Lord Krishna

Lord Krishna

Divine Teacher

The Supreme Lord, the charioteer and divine guide of Arjuna. Krishna delivers the eternal wisdom of the Gita, revealing the nature of the soul, duty, and the path to liberation.

Speaking: Chapter 12, Verse 20

20

Verse 20

The Yoga of Devotion

Those who honor this immortal teaching of dharma as described, endowed with faith and devoted to Me as the supreme goal—those devotees are exceedingly dear to Me.

Context & Meaning

The chapter concludes with a benediction. Those who receive this teaching with faith, who honor it not merely intellectually but through lived practice, and who regard God as the supreme goal — these are atīva priyāḥ — exceedingly, supremely dear. The word amṛtam — immortal, nectar — applied to the teaching is significant. This is not merely good advice; it is the nectar of immortality. To absorb and live by this teaching is itself a form of liberation. The chapter ends where it begins: in the intimacy between the devotee and God.

Scholar Commentaries

2 commentaries · Public domain

Ramanujacharya

Vishishtadvaita

Dharmyāmṛtam — the immortal nectar of dharma.
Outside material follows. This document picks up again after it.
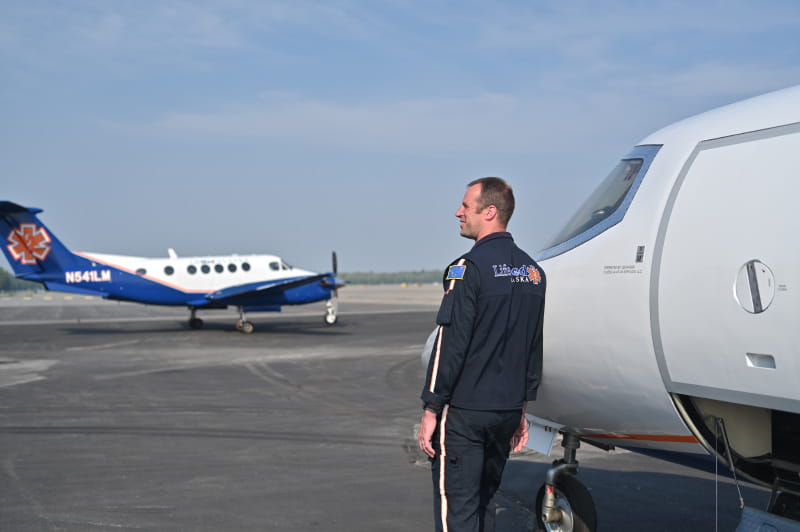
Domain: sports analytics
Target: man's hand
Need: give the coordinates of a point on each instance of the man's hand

This is the Gita's self-description of the teaching of Chapter 12: it is not merely ethical instruction but the living nectar of eternal truth. To follow this teaching is to drink from the source of immortality itself. And those who do so are atīva — intensely, beyond measure — dear to God.

Madhvacharya

Dvaita

The chapter closes with the word priyāḥ — beloved. The entire chapter began with a question about paths and ends with an answer that transcends path altogether: what matters is love. The devotee who loves is loved. The Gita here speaks the deepest truth of the universe: the Divine loves those who love the Divine. This is the royal secret, the royal knowledge, the most secret of all secrets.